A contrecœur, tel un serviteur engagé pour répondre à tous les caprices de son neveu, Edelman se dirigea vers la cuisine et se mit à préparer un repas pour le fils ainé de sa sœur. Tout ce qu’il avait en tête, c’était son sommeil interrompu et son emploi-du-temps chamboulé. Il s’imaginait comment il allait se lever, épuisé, et se disait que toute sa journée serait fichue. Après tout, depuis quand son neveu s’intéressait-il à lui ? Si ce n’était pas pour la plage et le surf –deux choses que son neveu n’avait pas à Denver-, il ne serait jamais venu.

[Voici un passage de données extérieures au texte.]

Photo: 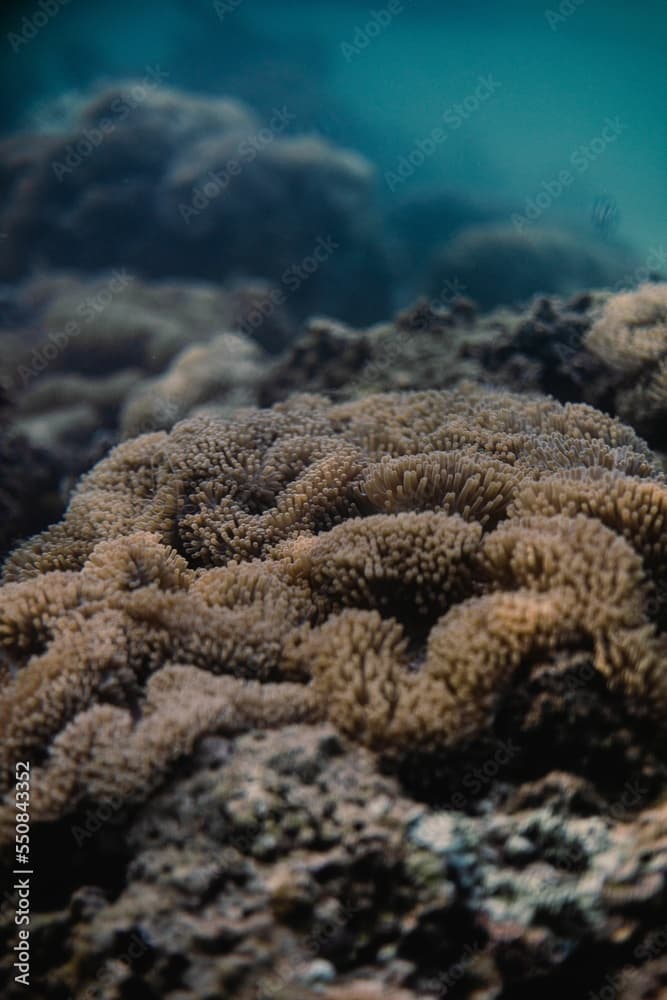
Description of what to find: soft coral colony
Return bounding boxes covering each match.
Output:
[1,384,667,840]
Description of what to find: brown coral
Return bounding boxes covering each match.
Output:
[0,532,315,791]
[0,666,317,840]
[509,468,667,574]
[585,283,667,373]
[286,515,666,752]
[278,512,482,621]
[584,283,667,441]
[119,331,266,437]
[0,386,665,834]
[360,450,520,526]
[260,286,667,454]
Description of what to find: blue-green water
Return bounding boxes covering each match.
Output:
[2,0,665,258]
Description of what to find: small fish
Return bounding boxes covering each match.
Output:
[591,195,619,235]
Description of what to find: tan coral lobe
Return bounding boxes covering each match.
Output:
[585,283,667,439]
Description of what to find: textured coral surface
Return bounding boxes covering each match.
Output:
[584,283,667,445]
[3,280,666,568]
[1,386,666,832]
[260,284,667,456]
[1,384,667,997]
[2,56,667,1000]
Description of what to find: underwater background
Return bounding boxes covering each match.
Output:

Il aurait pu s’y attendre, ce n’était pas la première fois que Chuck le surprenait la première semaine de septembre. Il ne reprenait pas les cours avant le 15. Mais l’année scolaire d’Edelman, elle, avait déjà commencé. Et avec tous les défis que cela impliquait, les nouveaux employés, les nouveaux élèves ; Chuck se pointait, comme un cheveu sur la soupe !

« Chuck se fiche pas mal de moi, » se disait Edelman en préparant les œufs brouillés. « Tout ce qui l’intéresse, c’est un bon lit chaud et une semaine à la plage. Je n’ai aucune nouvelle de lui pendant toute l’année, même pas un petit mail ou un sms qui dirait « Oncle Nat, tu es encore vivant ? » Rien, nada, niet. Mais maintenant, je suis le Hilton avec toutes les commodités. »

***

Comment vous sentiriez-vous à la place d’Edelman ? Qu’on profite de vous ? C’est une sensation horrible, personne n’aime se sentir utilisé.

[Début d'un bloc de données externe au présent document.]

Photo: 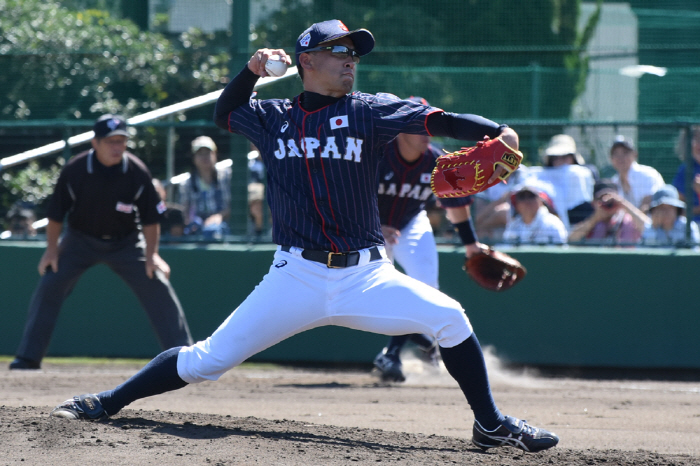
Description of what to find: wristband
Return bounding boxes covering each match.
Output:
[452,218,478,245]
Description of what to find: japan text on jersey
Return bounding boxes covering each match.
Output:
[226,92,436,250]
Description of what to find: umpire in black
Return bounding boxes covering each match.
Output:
[9,115,193,370]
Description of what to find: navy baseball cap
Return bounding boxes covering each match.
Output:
[295,19,375,58]
[94,114,129,139]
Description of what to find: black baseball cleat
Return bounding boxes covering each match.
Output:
[51,394,108,421]
[418,342,441,368]
[472,416,559,452]
[9,357,41,370]
[373,349,405,382]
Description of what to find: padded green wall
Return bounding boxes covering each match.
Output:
[1,243,698,369]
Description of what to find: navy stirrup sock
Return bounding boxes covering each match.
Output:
[409,333,435,349]
[385,335,410,355]
[439,334,504,430]
[98,346,188,416]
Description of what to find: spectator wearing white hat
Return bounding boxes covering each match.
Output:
[501,182,568,245]
[609,135,665,213]
[178,136,232,239]
[529,134,596,231]
[641,184,700,246]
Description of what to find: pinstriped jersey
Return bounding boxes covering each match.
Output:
[377,142,471,230]
[225,91,437,251]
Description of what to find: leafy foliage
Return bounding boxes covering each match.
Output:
[0,0,229,121]
[0,159,63,219]
[0,0,231,216]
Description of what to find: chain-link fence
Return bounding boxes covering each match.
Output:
[2,0,700,246]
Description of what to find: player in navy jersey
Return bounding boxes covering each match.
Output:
[373,98,487,382]
[49,20,558,454]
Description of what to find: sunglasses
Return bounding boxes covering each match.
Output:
[304,45,361,63]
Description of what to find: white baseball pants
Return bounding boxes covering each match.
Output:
[177,245,472,383]
[384,211,439,289]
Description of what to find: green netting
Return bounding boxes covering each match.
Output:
[2,0,700,238]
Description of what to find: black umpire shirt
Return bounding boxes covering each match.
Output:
[47,149,164,240]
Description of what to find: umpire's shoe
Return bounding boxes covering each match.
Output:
[472,416,559,452]
[373,349,405,382]
[9,357,41,370]
[51,394,108,421]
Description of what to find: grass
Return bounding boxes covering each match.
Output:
[0,354,283,370]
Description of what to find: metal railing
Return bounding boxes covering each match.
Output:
[0,67,297,239]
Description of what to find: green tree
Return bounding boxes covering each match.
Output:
[0,0,230,216]
[0,0,229,122]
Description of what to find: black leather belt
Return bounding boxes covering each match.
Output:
[281,245,382,268]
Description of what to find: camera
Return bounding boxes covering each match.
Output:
[601,199,615,209]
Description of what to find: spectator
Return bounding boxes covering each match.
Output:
[152,179,185,238]
[609,135,665,212]
[178,136,232,239]
[530,134,596,230]
[641,184,700,246]
[672,125,700,223]
[502,183,568,245]
[247,145,266,237]
[568,179,649,245]
[4,204,37,238]
[472,165,529,242]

Serions-nous une nation de Chucks ? Ne nous comportons-nous pas comme lui ? Une fois par an, pour les fêtes, nous frappons à la porte d’Hachem en demandant une bonne vie et un ticket-repas annuel. La Torah dit que nous sommes tous les enfants bien-aimés d’Hachem. Est-ce la façon dont un fils ou une fille se comporte envers son père ?

Peut-être vous dites-vous que cela ne vous concerne pas puisque vous faites Chabat, mangez Cacher et allez à la synagogue toute l’année.

Mais est-ce que vous appelez Hachem tous les jours ?
Même avec les 29 jours du mois d’Eloul dont nous disposons pour nous préparer à Roch Hachana, comment pouvons-nous rectifier les fautes commises en Tevet ou en H’echvan ? Qui s’en rappelle seulement ? C’est pour cela que nous avons des problèmes dans la vie, parce que nous ne nettoyons pas notre âme au quotidien de toute la crasse spirituelle accumulée tout au long de l’année. Dans la chaleur des mois d’été, un jour ne passe pas sans une bonne douche ; une âme n’en mérite-t-elle pas autant ?

Une heure de prière personnelle, c’est comme un spa pour l’âme.

Le mois d’Eloul est une opportunité de prendre un nouveau départ. C’est le bon moment de nous nettoyer en faisant chaque jour le point sur nous-mêmes et par la prière personnelle ; c’est aussi une excellente occasion de travailler sur notre relation avec Hachem. Alors ne soyons pas ce genre d’amis qui ne viennent que pour les beaux jours, une fois par an, quand les vagues sont bonnes. Incluons la prière personnelle dans notre emploi du temps quotidien en Eloul. Ceux qui le feront peuvent s’attendre au meilleur Roch Hachana de leur vie et à un agréable nouveau départ.